1. Original payment was about 2300(I was paying 175 extra per month). New payment is 1400. Old rate was email@example.com . New is firstname.lastname@example.org . I have <50% of home value outstanding in mortgage. I wanted the flexibility of having cash in hand if needed and not tied to paying a high amount to mortgage, especially with the wife's work situation and me having to support other family members now. I am putting out the same money(2300) out to mortgage + investment, plus if some situation goes south then I can use the extra investment money for those needs. 2. I am maxing out ROTH as I was contributing to regular 401K for the first 11 years of my career. I switched jobs 3 years ago and am doing ROTH so I have some tax diversification(I don't know if this is a sound strategy. I just picked that option and haven't changed/thought about it after that). 3. private practice is related to a medical field. My better half helps patients with diabetes and see patients at home(started out as helping high risk pregnant women who couldn't afford hospitals - she would see them for free at our house).

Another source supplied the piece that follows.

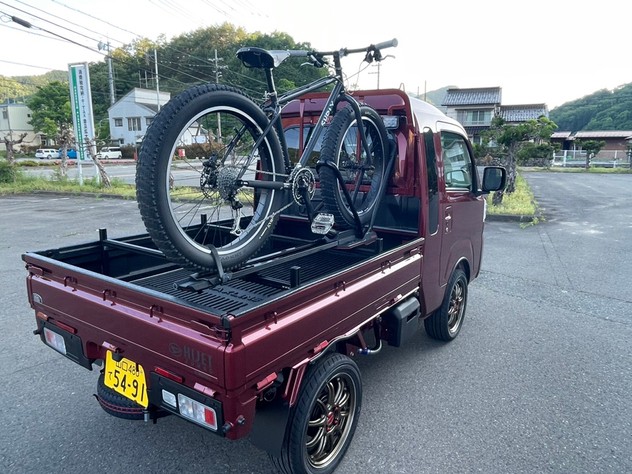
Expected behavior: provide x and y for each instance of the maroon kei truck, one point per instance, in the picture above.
(266, 350)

If you don't have a Traditional IRA, you could contribute to one (non-deductible) and immediately convert it to a Roth. There is no tax effect for the conversion, because you have basis in the IRA. THIS ONLY WORKS IF YOU HAVE NO OTHER MONEY IN TRADITIONAL IRAs. End result is the same as having made a Roth contribution (which you can't because you're over the income limit).
Assuming your getting better than 4% ROI on your money after taxes, you're better off putting all $900/month into your compounding interest magic machine. If at some point your balance from savings = your mortgage balance, you can pay it off in one lump sum.
GazerOne said: 2. ...I don't know if this is a sound strategy. I just picked that option and haven't changed/thought about it after that.It's not, IMO. Unless you expect to retire with like 10 mil, you should reconsider. Max your pre-tax 401k, which, given the information you provided and already advised above, should also allow you (and your spouse) to max the Roth IRA.